Archive for June 1st, 2010

By Sue Shekut, Owner, Working Well Massage, Licensed Massage Therapist, Certified Wellness Coach, ACSM Personal Trainer

Great Smoky Mountains

In preparation for our hiking vacation to the Smoky Mountains last week, I looked up some hiking tips to see what hiking experts have to offer. I found the hiking.biz website and they offered some great info. They list a hiking checklist so you don’t forget essential gear (and if you didn’t think you needed certain gear, it’s a good reminder to be safe and pack well–and light)! One of the things I love about hiking is that I can see so much more than if I travel by car or bike. And there’s nothing like being miles from civilization in the mountains to bring out the MacGiver in me. I will tell you more about our great hikes last week in future posts!

Hiking tips that would make MacGiver proud:

• Tell people you know where and for long you are going hiking in case you get lost or injured.

• Don’t wear cotton–if it gets wet it stays wet and can freeze. Not good, especially for socks!

• Bring an extra pair of socks in case they do get wet. Great tips on hiking socks here.

• If you hike in mountains, bring rain gear. Weather can change radically in a short period of time.

• Pack light!

• Use camelpacks or hydration packs versus water bottles. They are easier to carry and use. The water tube can easily attach to your pack and you can walk and drink water at the same time if need be.

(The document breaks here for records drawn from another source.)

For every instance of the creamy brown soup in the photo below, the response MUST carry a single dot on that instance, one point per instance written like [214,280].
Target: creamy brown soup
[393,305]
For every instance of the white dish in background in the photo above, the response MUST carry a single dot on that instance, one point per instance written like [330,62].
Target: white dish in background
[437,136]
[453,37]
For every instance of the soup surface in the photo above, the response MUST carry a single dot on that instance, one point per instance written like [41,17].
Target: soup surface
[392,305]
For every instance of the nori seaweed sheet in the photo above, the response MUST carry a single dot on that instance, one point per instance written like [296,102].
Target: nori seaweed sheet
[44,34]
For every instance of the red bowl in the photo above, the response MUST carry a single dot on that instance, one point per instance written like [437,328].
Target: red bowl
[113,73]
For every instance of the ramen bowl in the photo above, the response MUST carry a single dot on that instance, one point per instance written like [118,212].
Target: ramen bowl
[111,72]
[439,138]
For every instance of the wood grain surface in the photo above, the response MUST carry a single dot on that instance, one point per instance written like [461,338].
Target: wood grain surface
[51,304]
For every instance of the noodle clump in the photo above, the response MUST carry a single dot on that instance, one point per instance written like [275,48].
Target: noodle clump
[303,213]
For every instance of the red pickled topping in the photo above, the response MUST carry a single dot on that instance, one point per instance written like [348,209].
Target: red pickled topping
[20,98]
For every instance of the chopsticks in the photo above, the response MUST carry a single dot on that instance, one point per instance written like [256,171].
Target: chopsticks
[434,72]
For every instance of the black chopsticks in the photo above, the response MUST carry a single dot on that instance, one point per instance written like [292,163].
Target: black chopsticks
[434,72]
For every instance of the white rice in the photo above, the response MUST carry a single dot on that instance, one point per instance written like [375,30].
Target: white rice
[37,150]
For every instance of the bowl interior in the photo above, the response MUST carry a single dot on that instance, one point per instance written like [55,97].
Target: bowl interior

• Bring high energy food like Larabars or Gorp. Even on a day hike you never know how long you may end up being out.

• Bring a basic first aid kit. Blisters can ruin a hike–Mole skins and bandaids are a must. A Snake bite kit can save your life.

• Bring warm clothes and leave them in your car to change into after a long day of hiking. Great if you get wet!

• Pack a pocket knife or multitool. A MacGiver Must!

Hiking poles or sticks are extremely helpful for rocky or elevated terrain. I use snowshoe poles year round and they really help me get a better upper body workout as well as get me over streams and tough inclines.

• Bring a lightweight flashlight. You may end up hiking back in the dusk or dark depending on where you go and how well you can gauge daylight!

More tips here.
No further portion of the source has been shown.